Red Cross warns Iraq of resentment over IS detainees

Red Cross warns Iraq of resentment over IS detainees
AFP

Baghdad (AFP) – The head of the International Committee of the Red Cross warned Iraq on Wednesday of resentment among relatives of detainees suspected of fighting for the Islamic State group.

The ICRC’s Peter Maurer called for reconciliation in the country three months after the Iraqi government declared victory over the IS jihadists.

“This is a critical moment in Iraq and Iraqi politics,” Maurer told a news conference in Baghdad after visiting the country’s Sunni Muslim heartland of Anbar province.

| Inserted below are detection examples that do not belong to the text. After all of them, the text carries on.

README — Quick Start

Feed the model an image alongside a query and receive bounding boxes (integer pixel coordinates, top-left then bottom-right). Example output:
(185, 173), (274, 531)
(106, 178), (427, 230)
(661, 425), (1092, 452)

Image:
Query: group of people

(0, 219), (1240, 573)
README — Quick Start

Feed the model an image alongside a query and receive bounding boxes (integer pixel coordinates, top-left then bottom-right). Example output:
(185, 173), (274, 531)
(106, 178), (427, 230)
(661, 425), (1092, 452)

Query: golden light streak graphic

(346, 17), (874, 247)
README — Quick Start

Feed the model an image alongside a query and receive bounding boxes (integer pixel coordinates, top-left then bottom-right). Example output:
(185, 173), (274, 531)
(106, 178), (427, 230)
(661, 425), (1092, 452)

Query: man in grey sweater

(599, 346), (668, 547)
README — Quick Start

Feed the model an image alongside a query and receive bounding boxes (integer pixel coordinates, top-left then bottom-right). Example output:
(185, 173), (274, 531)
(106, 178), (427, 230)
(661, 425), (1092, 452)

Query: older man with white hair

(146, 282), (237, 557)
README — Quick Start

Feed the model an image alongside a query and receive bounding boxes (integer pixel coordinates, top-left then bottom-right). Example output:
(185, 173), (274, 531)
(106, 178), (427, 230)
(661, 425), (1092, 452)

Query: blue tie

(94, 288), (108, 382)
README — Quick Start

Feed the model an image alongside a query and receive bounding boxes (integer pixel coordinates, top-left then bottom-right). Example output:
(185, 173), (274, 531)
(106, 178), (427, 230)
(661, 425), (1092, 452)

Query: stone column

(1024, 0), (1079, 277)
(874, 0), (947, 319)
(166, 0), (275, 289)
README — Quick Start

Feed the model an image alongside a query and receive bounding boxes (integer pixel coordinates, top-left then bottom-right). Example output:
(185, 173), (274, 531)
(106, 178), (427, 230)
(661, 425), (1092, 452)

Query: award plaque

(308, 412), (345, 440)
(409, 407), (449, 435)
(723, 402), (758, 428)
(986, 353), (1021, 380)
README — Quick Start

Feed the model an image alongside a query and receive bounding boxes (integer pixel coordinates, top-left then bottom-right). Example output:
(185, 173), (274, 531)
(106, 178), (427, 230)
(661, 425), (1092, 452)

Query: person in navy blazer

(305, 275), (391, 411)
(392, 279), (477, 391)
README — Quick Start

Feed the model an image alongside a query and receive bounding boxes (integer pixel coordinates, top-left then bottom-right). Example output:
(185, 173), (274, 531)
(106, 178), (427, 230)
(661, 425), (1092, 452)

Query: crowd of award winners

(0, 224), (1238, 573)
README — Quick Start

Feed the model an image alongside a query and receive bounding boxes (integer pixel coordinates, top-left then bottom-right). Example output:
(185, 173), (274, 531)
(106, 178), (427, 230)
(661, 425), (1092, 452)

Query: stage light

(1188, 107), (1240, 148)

The ICRC president cautioned against depriving the families of suspected jihadists of “regular access to brothers, fathers, husbands”.

Many were worried about “where they are detained and by who, what is the future of their bread-giver,” he told journalists.

Iraqi Prime Minister Haider al-Abadi in December declared victory over the Sunni extremist group after a years-long battle in which Shiite-dominated paramilitaries played a central role.

Pro-government forces detained some 20,000 suspected IS fighters, researchers say, but Iraqi authorities have not confirmed how many prisoners they are holding.

Maurer said some suspected jihadists’ relatives had been confined to camps and were barred from moving freely.

Hundreds of women and children, both Iraqi and foreign, had been detained in Iraq, he added.

“The issue of foreign fighters is particularly complex,” he said, adding the ICRC had been able to deliver assistance to some families in need.

Less than a month after world powers pledged $30 billion (24 billion euros) at a donors’ conference on Iraq’s reconstruction, Maurer said there were “still a lot of humanitarian needs”.

Iraq remains the ICRC’s second most important theatre of operations, he said, after war-ravaged Syria.